By Khushboo Goyal
On April 18, 2019, the Delhi Metro Rail Corporation (DMRC) started procuring solar power from the Rewa Ultra Mega Solar Park in Madhya Pradesh. Through this landmark deal, DMRC has become the first commercial consumer of its scale and size to procure solar power through the open access route from another state. In this article, Renewable Watch presents DMRC’s green initiatives, the specifics of the open access deal, the implementation challenges and stakeholder perspectives…
DMRC’s solar portfolio
Owing to its large-scale operations and vast network, huge amount of energy is consumed by DMRC. For instance, it consumed 1,100 MU of energy in 2018-19 and currently pays a special tariff of Rs 6.80 per unit to Delhi discoms for its power consumption. This entails significant power cost, which is increasing year-on-year due to the rise in grid tariffs as well as further expansion of the metro network. In order to reduce its operational expenses, DMRC uses solar power extensively through many rooftop solar projects deployed on its depots, metro stations, parking spaces, or other buildings and workshops. As of May 2019, 28 MWp of solar capacity has been commissioned under the Renewable Energy Service Company (RESCO) mode for DMRC, while 7-8 MW of projects are under execution. The rooftop solar projects deployed for DMRC account for a total of 30 MUs of energy.

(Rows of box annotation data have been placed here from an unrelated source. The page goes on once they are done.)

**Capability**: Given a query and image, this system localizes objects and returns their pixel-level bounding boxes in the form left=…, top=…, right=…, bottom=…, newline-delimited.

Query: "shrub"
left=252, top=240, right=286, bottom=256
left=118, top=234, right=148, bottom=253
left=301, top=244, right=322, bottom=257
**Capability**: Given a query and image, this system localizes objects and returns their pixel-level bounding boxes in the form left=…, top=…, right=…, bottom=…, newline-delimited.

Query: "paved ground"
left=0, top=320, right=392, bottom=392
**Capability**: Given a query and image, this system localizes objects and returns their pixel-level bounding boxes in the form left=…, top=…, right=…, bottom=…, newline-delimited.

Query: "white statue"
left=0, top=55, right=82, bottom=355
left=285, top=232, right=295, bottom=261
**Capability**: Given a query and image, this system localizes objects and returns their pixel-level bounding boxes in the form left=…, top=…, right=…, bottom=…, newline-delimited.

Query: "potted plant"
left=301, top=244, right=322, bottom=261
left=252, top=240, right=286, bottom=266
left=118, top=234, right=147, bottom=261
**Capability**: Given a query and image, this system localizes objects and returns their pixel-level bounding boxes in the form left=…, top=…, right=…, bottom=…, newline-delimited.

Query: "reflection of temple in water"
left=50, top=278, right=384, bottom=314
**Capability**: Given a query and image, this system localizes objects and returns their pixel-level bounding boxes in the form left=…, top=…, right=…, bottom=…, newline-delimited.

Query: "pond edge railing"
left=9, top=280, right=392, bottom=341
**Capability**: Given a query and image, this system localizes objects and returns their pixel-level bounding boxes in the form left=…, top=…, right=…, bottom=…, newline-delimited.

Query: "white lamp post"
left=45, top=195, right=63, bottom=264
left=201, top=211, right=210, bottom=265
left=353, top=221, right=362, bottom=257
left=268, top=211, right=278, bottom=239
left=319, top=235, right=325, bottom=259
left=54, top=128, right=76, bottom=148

DMRC realised quite early that the power generated by rooftop solar projects would be insufficient compared to its growing energy requirements. Thus, DMRC decided to opt for open access power procurement, to further increase its solar power penetration and reduce the carbon footprint. To this end, DMRC along with the Ministry of New and Renewable Energy (MNRE) met Madhya Pradesh power department officials to conceptualise a suitable procurement mechanism with the ovision of energy banking. This resulted in DMRC signing a PPA to source power from the Rewa Solar Park in 2017. Under this agreement, DMRC would only be sourcing about 99 MW of power from the 750 MW solar park, while the remaining would be sold to state discoms for better project bankability. The arrangement is based on DMRC’s energy requirements. Under this, DMRC will procure 345 MUs of energy per annum from the solar park.
This open access arrangement is quite complex with the power generated at Rewa, Madhya Pradesh being first fed into the western region grid. From here, it is taken to the central transmission utility, Power Grid Corporation of India Limited, which sends it to the northern region grid. The power then enters the Delhi Transco Limited’s (DTL) area. DMRC is connected to DTL points at 66 kV and 220 kV levels. Despite being connected at the transmission level, all the metering and billing arrangements fall under the Delhi discom’s jurisdiction, since DMRC is not a distribution licensee. Thus, multiple clearances are involved in making this open access arrangement work.
Challenges and outlook
Discoms are increasingly becoming reluctant to let go of their premium paying commercial customers like DMRC. Thus, with open access projects, a variety of charges have come into the picture. At the time of conception, DMRC had expected a tariff of Rs 4 per unit from this project. However, soon after signing of the PPA, the waiver of charges on interstate transmission system (ISTS) was limited to renewable purchase obligation (RPO) fulfilment of discoms. Thus, while intra-state transmission charges are exempted in Delhi, DMRC has to pay charges for interstate transmission, cross-subsidy surcharges and transmission losses. After incorporating these charges, DMRC expects the tariff to be in the range of Rs 4.50-Rs 5 per unit of energy, even though the discovered tariff during bidding at Rewa was just Rs 2.97 per unit. Thus, if these open access charges are reduced, the ultimate benefit would be passed on to the end consumer, as the metro fares for commuters would decrease.
Another challenge for DMRC is the policy and regulatory uncertainty in India’s power sector. Open access charges might increase any time without warning and DMRC would be liable to pay these charges as per the PPA terms. For instance, since the signing of the PPA, three major policy changes have occurred – the introduction of ISTS charges, goods and services tax, and safeguard duties on solar imports – which have impacted solar power tariffs. Summing up, while this power procurement arrangement brings some optimism regarding open access projects in India, it also highlights the number of barriers that DMRC has had to cross before it could source power from the solar park. Other consumers may not be able to address these issues and many such open access projects could remain stranded in the future.